Her follow-up, "I'm Fine! I'm Good! I'm Perfect", was written following an emotional breakdown on her twenty first birthday; a music video for the song was released, which was inspired by staples of teenage pop culture such as house parties, Tumblr, and Skins. A TikTok video used to promote the single became very popular with people of colour before receiving large amounts of negative comments and then deleted by TikTok, prompting Irabor to upload a video accusing TikTok's reporting system of being used against marginalised communities. She then released an EP, "C.O.A.", which stood for "Coming of Age"; intended as an authentic representation of Black teenage life, the album included "Water Sign", "I'm Fine! I'm Good! I'm Perfect", and focus track "U Get High/I Get Nothing", which was written about her experiences of poor treatment by a partner. She then joined Loud LDN, a collective of London-based women and genderqueer musicians founded in May 2022.

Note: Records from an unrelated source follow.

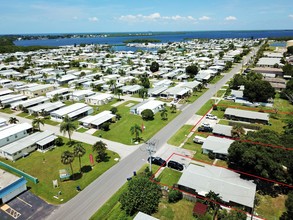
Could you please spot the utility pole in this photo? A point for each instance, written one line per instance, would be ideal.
(151, 145)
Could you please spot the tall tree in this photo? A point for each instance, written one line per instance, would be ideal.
(13, 120)
(67, 126)
(37, 122)
(136, 130)
(67, 158)
(141, 195)
(191, 70)
(143, 93)
(154, 67)
(100, 148)
(79, 151)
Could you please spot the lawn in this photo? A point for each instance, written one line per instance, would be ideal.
(46, 166)
(180, 135)
(128, 120)
(82, 129)
(205, 108)
(216, 79)
(270, 208)
(169, 177)
(6, 110)
(190, 145)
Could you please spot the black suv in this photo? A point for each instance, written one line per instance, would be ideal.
(157, 161)
(205, 129)
(175, 165)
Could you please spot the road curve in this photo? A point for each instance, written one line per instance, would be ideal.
(90, 199)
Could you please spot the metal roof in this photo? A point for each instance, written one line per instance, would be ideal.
(247, 114)
(217, 144)
(226, 183)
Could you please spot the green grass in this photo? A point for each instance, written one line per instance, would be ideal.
(194, 96)
(205, 108)
(180, 135)
(46, 166)
(82, 130)
(270, 208)
(177, 211)
(6, 110)
(190, 145)
(112, 208)
(23, 114)
(50, 122)
(128, 120)
(169, 177)
(216, 79)
(220, 93)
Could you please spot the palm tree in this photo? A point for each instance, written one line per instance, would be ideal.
(100, 147)
(79, 151)
(37, 122)
(143, 93)
(67, 158)
(237, 131)
(164, 114)
(136, 130)
(13, 120)
(67, 126)
(173, 108)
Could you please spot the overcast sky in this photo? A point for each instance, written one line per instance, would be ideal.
(68, 16)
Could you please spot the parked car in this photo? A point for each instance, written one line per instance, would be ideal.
(211, 116)
(205, 129)
(157, 161)
(175, 165)
(199, 139)
(204, 124)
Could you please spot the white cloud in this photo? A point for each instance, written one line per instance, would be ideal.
(204, 18)
(154, 17)
(93, 19)
(230, 18)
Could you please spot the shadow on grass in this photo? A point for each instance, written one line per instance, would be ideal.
(86, 169)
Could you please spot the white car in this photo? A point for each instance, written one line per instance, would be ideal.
(210, 116)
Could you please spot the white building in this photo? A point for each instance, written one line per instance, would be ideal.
(13, 132)
(73, 111)
(99, 99)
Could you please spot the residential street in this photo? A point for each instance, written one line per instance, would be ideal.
(90, 199)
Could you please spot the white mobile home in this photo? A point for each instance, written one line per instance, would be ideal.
(13, 132)
(73, 111)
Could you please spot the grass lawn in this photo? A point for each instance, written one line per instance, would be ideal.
(50, 122)
(195, 95)
(169, 177)
(6, 110)
(128, 120)
(46, 166)
(190, 145)
(205, 108)
(220, 93)
(177, 211)
(216, 79)
(270, 208)
(180, 135)
(112, 208)
(82, 130)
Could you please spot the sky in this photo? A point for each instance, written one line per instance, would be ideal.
(83, 16)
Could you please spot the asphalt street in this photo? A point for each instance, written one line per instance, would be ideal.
(90, 199)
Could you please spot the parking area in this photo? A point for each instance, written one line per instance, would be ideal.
(26, 206)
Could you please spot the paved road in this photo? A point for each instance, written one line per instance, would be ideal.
(88, 201)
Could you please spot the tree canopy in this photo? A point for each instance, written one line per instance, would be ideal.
(154, 67)
(141, 195)
(192, 70)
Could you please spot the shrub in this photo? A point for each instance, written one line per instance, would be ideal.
(174, 196)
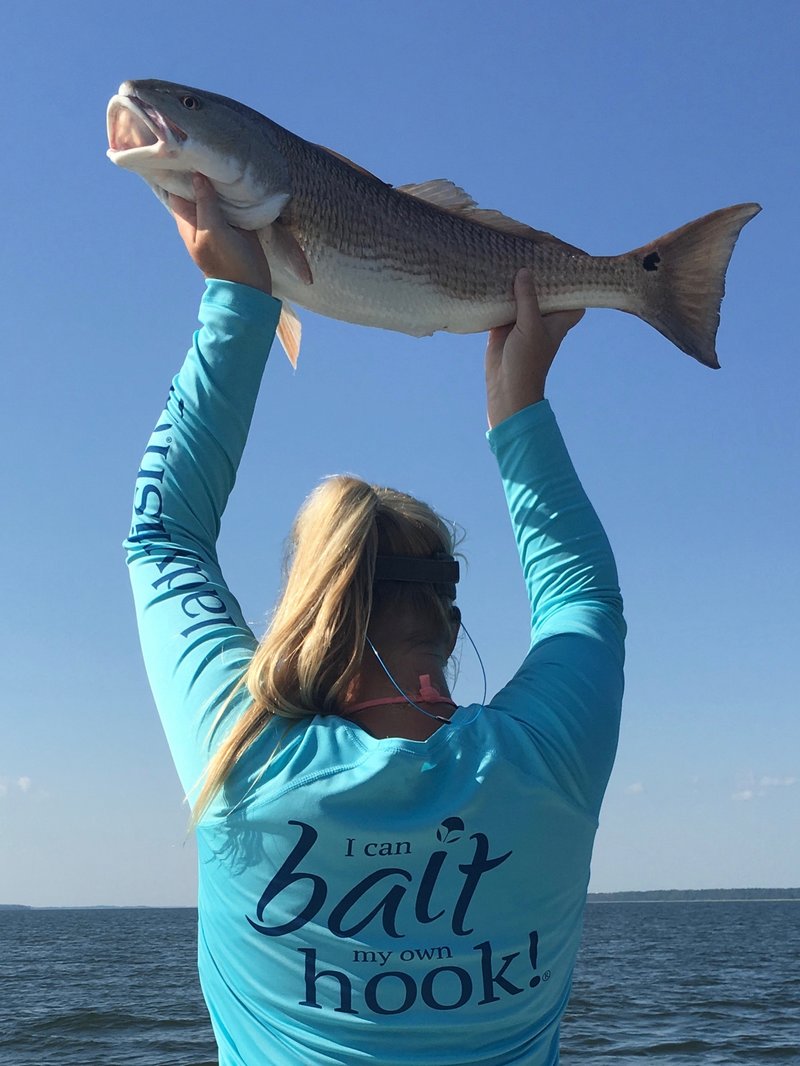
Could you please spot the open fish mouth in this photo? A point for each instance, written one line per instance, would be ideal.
(136, 126)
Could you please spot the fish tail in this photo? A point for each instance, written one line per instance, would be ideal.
(686, 281)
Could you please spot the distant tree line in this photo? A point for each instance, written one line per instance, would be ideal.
(696, 894)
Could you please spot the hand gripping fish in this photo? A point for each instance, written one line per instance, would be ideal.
(415, 258)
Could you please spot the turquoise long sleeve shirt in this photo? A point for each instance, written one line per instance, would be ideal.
(380, 901)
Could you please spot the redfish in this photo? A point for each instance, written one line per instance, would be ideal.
(415, 258)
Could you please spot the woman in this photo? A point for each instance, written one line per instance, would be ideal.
(383, 876)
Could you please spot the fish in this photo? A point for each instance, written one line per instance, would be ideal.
(413, 258)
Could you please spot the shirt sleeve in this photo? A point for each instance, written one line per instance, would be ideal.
(568, 693)
(195, 642)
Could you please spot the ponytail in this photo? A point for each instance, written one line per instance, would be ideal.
(316, 640)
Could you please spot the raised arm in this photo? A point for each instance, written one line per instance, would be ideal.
(194, 639)
(569, 691)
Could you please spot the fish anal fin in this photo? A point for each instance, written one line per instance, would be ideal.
(289, 330)
(452, 198)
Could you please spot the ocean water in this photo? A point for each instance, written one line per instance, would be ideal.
(673, 983)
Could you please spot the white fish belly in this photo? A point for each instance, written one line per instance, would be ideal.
(380, 294)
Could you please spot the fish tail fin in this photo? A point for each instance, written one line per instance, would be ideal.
(289, 332)
(687, 279)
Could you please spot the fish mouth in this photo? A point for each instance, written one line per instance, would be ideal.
(136, 127)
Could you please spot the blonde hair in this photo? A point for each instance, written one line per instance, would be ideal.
(314, 645)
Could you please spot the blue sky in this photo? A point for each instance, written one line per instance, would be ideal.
(606, 124)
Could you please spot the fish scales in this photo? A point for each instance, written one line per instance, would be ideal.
(346, 244)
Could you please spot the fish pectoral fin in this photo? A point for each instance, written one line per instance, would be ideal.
(289, 332)
(282, 247)
(452, 198)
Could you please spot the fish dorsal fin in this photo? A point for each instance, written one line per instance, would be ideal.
(289, 332)
(349, 162)
(450, 197)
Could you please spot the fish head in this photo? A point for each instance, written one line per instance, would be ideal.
(165, 132)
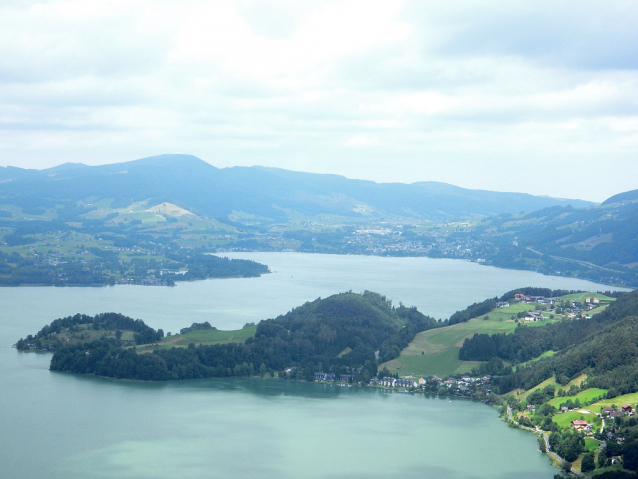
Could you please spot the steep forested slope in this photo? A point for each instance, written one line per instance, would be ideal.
(339, 334)
(603, 347)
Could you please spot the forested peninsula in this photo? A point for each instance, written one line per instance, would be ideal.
(573, 382)
(344, 334)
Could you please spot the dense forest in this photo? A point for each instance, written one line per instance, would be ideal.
(339, 334)
(604, 347)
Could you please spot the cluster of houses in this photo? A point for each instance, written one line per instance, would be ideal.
(394, 383)
(344, 378)
(606, 412)
(533, 299)
(610, 412)
(462, 385)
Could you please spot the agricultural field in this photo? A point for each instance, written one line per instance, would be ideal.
(631, 399)
(584, 397)
(204, 337)
(436, 351)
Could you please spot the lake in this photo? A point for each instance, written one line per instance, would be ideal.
(59, 425)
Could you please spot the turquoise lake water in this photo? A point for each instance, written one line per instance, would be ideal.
(58, 425)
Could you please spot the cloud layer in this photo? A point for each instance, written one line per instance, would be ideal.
(541, 98)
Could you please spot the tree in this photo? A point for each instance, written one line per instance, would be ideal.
(588, 463)
(601, 460)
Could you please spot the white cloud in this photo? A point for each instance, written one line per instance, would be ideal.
(390, 91)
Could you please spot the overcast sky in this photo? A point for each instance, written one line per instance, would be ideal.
(537, 96)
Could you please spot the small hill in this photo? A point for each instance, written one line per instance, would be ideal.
(206, 190)
(340, 334)
(169, 209)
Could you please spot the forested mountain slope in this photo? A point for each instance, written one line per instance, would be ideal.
(604, 347)
(340, 334)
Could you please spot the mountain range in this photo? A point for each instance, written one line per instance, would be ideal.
(273, 193)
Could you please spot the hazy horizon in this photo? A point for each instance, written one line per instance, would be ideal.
(501, 96)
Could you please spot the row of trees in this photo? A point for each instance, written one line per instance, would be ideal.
(339, 334)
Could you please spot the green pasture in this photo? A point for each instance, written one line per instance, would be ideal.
(443, 363)
(584, 397)
(631, 399)
(211, 336)
(581, 297)
(591, 444)
(565, 420)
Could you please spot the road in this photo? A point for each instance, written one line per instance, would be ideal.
(550, 453)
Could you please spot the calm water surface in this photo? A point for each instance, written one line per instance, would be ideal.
(59, 425)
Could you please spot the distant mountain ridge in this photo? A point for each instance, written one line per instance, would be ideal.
(193, 184)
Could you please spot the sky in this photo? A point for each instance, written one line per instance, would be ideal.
(539, 97)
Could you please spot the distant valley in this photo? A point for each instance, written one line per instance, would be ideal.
(143, 222)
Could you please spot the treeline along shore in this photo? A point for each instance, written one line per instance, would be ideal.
(572, 379)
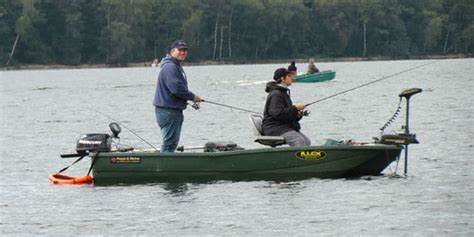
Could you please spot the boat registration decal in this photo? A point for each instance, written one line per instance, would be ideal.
(126, 160)
(311, 155)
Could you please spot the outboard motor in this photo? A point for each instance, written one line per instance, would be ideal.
(97, 142)
(93, 142)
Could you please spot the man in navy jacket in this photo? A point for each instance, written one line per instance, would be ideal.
(171, 96)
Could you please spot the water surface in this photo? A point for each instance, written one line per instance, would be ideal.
(43, 113)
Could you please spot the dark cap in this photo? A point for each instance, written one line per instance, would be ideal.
(179, 44)
(279, 73)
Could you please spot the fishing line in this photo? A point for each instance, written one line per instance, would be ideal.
(229, 106)
(368, 83)
(100, 112)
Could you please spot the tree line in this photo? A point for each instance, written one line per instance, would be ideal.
(76, 32)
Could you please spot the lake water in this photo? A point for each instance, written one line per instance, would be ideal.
(43, 113)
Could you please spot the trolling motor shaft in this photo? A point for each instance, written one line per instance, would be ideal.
(404, 138)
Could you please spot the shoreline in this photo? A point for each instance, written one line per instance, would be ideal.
(237, 62)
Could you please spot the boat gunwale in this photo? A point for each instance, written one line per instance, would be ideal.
(246, 151)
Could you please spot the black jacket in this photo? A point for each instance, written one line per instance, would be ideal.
(280, 116)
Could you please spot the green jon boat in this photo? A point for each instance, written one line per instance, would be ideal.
(285, 163)
(111, 164)
(316, 77)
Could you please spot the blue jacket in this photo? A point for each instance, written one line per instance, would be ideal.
(172, 86)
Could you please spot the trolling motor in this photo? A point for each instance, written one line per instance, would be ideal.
(406, 137)
(95, 142)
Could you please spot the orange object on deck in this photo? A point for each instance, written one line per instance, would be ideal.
(64, 180)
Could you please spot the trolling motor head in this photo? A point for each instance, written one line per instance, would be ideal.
(409, 92)
(405, 138)
(116, 129)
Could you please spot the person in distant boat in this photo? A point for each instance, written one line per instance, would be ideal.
(292, 67)
(155, 62)
(171, 96)
(281, 117)
(311, 67)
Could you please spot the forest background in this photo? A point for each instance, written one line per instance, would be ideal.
(114, 32)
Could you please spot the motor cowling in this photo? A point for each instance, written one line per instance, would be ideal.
(399, 139)
(221, 146)
(93, 142)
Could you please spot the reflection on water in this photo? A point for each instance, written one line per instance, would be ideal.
(43, 113)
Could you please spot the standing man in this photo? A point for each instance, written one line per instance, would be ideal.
(171, 96)
(281, 117)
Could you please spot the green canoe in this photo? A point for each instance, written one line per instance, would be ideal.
(316, 77)
(283, 163)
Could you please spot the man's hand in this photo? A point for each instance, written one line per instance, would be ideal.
(299, 106)
(197, 99)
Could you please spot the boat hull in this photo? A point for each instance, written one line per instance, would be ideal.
(279, 164)
(316, 77)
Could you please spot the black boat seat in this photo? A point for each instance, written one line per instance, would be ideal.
(272, 141)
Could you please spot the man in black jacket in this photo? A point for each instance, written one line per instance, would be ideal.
(281, 117)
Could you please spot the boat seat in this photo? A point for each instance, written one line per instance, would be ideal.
(272, 141)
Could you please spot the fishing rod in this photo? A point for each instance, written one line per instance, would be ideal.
(229, 106)
(100, 112)
(368, 83)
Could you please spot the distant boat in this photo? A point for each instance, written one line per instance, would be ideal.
(316, 77)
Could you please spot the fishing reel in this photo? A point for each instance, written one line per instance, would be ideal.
(304, 113)
(195, 105)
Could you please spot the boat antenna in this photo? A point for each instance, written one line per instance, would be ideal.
(229, 106)
(368, 83)
(130, 130)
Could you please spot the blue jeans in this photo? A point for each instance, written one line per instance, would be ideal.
(170, 122)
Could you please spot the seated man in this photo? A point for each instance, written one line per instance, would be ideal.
(281, 117)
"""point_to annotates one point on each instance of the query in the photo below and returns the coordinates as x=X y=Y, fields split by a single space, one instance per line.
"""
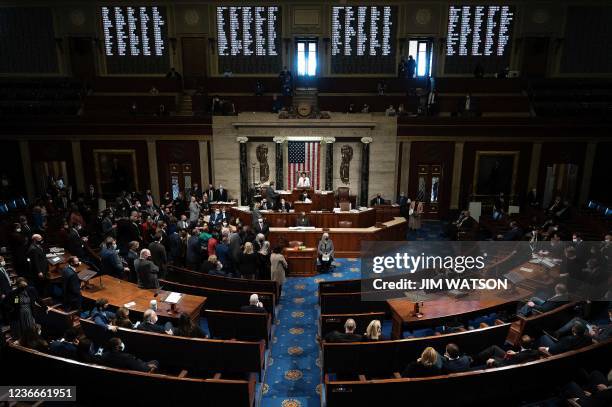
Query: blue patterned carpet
x=293 y=375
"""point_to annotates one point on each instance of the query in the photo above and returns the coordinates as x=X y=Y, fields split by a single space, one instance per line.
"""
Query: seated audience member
x=146 y=270
x=254 y=305
x=30 y=338
x=149 y=324
x=117 y=357
x=494 y=356
x=599 y=333
x=326 y=253
x=85 y=351
x=187 y=328
x=71 y=285
x=212 y=266
x=123 y=318
x=578 y=339
x=100 y=313
x=373 y=331
x=378 y=200
x=349 y=334
x=426 y=365
x=111 y=262
x=453 y=361
x=302 y=220
x=284 y=206
x=594 y=392
x=67 y=346
x=550 y=304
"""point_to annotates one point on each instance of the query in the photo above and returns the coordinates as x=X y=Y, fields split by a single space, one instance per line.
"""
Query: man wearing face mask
x=115 y=356
x=110 y=261
x=146 y=270
x=37 y=267
x=71 y=285
x=326 y=253
x=75 y=244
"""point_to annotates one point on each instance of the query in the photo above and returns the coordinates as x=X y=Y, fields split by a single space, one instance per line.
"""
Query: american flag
x=303 y=156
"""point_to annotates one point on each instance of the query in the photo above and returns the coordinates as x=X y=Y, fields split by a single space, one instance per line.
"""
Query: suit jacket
x=263 y=228
x=110 y=262
x=159 y=257
x=123 y=360
x=460 y=364
x=253 y=308
x=72 y=288
x=194 y=250
x=221 y=195
x=38 y=261
x=74 y=244
x=570 y=342
x=5 y=282
x=147 y=273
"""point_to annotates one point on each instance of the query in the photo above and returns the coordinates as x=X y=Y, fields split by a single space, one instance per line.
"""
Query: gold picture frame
x=112 y=170
x=502 y=159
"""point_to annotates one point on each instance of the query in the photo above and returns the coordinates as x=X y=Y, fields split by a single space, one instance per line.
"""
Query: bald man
x=146 y=270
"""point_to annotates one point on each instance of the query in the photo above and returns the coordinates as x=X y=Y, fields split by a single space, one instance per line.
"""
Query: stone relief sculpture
x=262 y=157
x=347 y=155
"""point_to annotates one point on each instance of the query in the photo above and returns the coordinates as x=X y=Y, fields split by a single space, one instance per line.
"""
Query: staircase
x=184 y=106
x=307 y=96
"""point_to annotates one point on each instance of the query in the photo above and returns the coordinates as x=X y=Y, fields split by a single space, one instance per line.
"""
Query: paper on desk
x=173 y=298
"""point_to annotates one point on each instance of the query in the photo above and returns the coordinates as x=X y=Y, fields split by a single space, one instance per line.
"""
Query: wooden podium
x=301 y=262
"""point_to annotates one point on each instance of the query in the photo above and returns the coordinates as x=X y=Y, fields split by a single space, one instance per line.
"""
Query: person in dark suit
x=302 y=220
x=193 y=256
x=550 y=304
x=158 y=254
x=254 y=305
x=111 y=263
x=75 y=243
x=349 y=334
x=149 y=324
x=131 y=257
x=284 y=206
x=67 y=346
x=494 y=356
x=221 y=194
x=261 y=227
x=38 y=268
x=146 y=270
x=453 y=361
x=427 y=365
x=211 y=192
x=71 y=285
x=515 y=233
x=378 y=200
x=117 y=357
x=578 y=339
x=5 y=281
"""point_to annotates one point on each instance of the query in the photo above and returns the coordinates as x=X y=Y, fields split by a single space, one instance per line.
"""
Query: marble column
x=77 y=159
x=456 y=180
x=278 y=151
x=153 y=171
x=365 y=170
x=244 y=171
x=24 y=148
x=589 y=160
x=329 y=163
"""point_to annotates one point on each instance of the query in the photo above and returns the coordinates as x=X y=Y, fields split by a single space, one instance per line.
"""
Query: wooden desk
x=361 y=219
x=119 y=292
x=301 y=262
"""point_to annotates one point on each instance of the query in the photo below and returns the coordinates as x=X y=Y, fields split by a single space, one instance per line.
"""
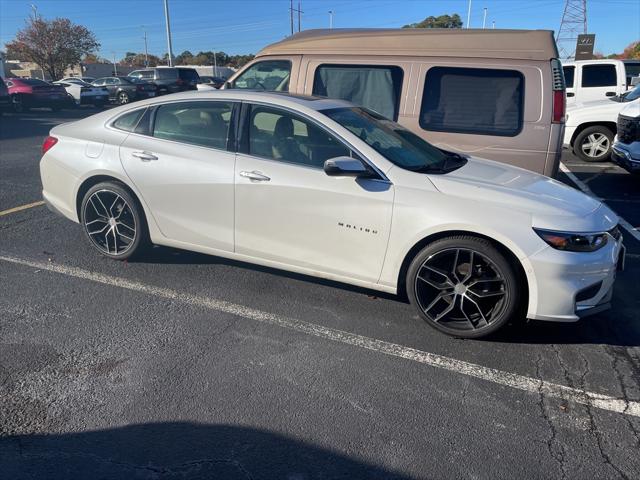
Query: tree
x=442 y=21
x=54 y=45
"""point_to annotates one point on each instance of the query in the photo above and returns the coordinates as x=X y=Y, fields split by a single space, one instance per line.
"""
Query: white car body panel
x=307 y=222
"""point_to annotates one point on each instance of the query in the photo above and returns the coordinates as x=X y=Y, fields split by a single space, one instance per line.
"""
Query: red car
x=26 y=93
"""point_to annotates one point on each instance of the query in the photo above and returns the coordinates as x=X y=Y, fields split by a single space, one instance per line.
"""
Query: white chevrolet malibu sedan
x=331 y=190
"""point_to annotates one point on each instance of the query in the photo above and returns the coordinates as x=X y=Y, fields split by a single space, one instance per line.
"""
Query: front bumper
x=572 y=285
x=627 y=156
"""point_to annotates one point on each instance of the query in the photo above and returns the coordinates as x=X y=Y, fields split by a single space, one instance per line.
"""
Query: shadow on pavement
x=176 y=450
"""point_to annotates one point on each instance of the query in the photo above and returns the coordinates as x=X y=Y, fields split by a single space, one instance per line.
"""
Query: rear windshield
x=167 y=73
x=188 y=74
x=32 y=81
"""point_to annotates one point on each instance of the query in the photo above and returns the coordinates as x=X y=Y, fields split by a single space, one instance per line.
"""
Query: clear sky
x=244 y=26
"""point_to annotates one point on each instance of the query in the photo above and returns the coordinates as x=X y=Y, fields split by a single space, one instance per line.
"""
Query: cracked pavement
x=102 y=382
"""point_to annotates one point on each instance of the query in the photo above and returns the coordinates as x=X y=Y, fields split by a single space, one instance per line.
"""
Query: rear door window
x=479 y=101
x=270 y=75
x=599 y=76
x=569 y=73
x=204 y=124
x=375 y=87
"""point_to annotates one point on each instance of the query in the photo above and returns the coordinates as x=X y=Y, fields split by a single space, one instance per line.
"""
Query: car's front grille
x=628 y=129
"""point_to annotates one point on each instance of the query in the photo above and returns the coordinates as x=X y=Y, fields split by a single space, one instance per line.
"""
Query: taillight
x=559 y=92
x=48 y=143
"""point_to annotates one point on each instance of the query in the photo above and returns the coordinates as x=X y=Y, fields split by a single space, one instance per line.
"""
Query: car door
x=288 y=210
x=178 y=159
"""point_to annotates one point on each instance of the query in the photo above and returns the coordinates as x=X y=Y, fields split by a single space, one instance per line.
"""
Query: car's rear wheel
x=463 y=286
x=123 y=98
x=114 y=221
x=593 y=144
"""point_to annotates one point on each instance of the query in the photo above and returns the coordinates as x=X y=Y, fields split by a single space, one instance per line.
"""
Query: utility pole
x=291 y=15
x=146 y=51
x=574 y=22
x=115 y=65
x=169 y=47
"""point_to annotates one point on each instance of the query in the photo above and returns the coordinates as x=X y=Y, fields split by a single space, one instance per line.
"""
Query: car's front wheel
x=593 y=144
x=114 y=221
x=463 y=286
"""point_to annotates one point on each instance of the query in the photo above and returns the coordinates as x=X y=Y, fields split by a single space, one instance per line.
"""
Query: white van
x=589 y=80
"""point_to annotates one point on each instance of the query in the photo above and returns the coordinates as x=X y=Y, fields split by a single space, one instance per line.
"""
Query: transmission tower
x=574 y=22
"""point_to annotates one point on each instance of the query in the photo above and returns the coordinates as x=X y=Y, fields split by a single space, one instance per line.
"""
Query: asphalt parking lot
x=181 y=365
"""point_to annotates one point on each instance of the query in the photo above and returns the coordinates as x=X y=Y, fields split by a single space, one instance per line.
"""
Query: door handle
x=144 y=156
x=255 y=176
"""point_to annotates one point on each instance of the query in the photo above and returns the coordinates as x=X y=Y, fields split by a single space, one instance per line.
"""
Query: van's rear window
x=481 y=101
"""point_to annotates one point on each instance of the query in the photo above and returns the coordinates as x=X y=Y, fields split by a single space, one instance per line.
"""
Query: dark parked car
x=124 y=90
x=215 y=82
x=169 y=79
x=26 y=93
x=4 y=96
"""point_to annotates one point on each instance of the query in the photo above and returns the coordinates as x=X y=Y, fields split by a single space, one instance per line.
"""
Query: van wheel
x=593 y=144
x=463 y=286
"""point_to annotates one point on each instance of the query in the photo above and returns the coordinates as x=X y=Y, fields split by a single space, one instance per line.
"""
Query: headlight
x=573 y=242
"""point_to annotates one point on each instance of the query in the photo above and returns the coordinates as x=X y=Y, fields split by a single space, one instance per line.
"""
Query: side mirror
x=347 y=167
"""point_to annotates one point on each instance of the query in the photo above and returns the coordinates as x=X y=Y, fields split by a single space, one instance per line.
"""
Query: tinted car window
x=166 y=73
x=128 y=121
x=568 y=75
x=473 y=100
x=599 y=76
x=272 y=75
x=374 y=87
x=197 y=123
x=279 y=135
x=188 y=74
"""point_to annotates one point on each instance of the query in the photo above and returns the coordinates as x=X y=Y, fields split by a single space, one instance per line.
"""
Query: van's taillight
x=48 y=143
x=559 y=92
x=559 y=103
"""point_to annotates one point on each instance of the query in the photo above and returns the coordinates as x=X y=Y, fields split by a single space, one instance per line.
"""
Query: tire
x=113 y=220
x=122 y=98
x=593 y=144
x=17 y=103
x=474 y=299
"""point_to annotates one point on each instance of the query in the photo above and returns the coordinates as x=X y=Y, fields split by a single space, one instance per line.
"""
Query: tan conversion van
x=496 y=94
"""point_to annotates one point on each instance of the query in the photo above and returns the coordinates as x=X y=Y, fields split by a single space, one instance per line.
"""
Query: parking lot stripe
x=585 y=189
x=21 y=207
x=507 y=379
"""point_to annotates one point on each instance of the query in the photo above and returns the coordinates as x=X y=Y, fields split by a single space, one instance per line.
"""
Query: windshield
x=397 y=144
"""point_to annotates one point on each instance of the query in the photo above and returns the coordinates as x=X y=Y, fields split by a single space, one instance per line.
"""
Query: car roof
x=432 y=42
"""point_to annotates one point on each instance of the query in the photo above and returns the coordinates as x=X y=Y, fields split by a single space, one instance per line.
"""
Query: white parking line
x=507 y=379
x=585 y=189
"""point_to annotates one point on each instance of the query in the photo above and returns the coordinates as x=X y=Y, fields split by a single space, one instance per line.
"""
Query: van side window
x=270 y=75
x=599 y=76
x=569 y=72
x=377 y=88
x=479 y=101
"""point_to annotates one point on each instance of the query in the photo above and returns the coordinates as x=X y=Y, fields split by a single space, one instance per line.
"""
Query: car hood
x=515 y=188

Shortly after taking a break from TikTok, she entered into a session with Earl Saga, who she had met via industry connections she had made following the success of "Water Sign". After taking the view that music should be used to make radical statements, she wrote "America's Next Top Model", a belligerent response to those who had attempted to shut her down, which she released in February 2023; a music video for the song was released, in which Irabor dances while ignoring white men screaming at her. A subsequent single, "Growing Into It", detailed her contempt for her friends' clout-chasing ex-boyfriends, and in April 2023, she released the EP Hell or High Water, which included "America's Next Top Model" and "Growing Into It". She then supported Blackpink on their Born Pink World Tour. In November 2023, she released the single "Straight Out the Oven", a song which queried her desires to be conventionally attractive and for toxic men to validate her, and announced a third EP, An Object of Desire, which contained her take on her experience of objectification, desire, and intimacy as a young adult who had grown up in a Catholic environment. She released a further single, "Daisy Chain", a track about having her personal space invaded, followed by An Object of Desire in February 2024.

== Artistry ==
In an April 2022 interview with Notion, Irabor noted that Spider was predominantly inspired by Lorde, Halsey, and Taylor Swift, specifically citing Swift's way with words, and noted that she gravitated towards artists with thriving online communities. For Hell or High Water, she compiled her sound by analysing what she making notes on songs she liked, such as the bassline from Charli XCX's "Vroom Vroom" and the guitar from Grimes' "Flesh Without Blood"; the notes for the music video for "America's Next Top Model" were nineteen pages long. In February 2024, The Irish Times wrote that much of her current influence was coming from women-fronted 1990s rock and alternative bands such as Veruca Salt and Hole, with further inspiration taken from Wet Leg, Gus Dapperton, and Momma. In addition, Tara Joshi of The Guardian described Hell or High Water as "throb[bing] with dissonant punk energy". In April 2023, NME described her works as "alt-pop".

Irabor is noted for having a confident on-stage persona; during her performance at the 2023 The Great Escape Festival, she called out her audience several times for responding unenthusiastically, while during one performance as part of DIY's "Hello 2024" series at The Old Blue Last in London, she used one track to call for the audience to name their "shitty exes" and ended by telling the audience "to tell bigots to go fuck themselves". In July 2023, Dork attributed her brashness to going viral during the pandemic, and therefore not having to perform live until later, which meant she had longer to develop confidence in being herself on stage. For her debut headline show, at Camden Assembly, she recruited fellow Black alternative musicians Safesp8ce and Bukky to perform on the bill, so as to make the gig a celebration of Black alternative music.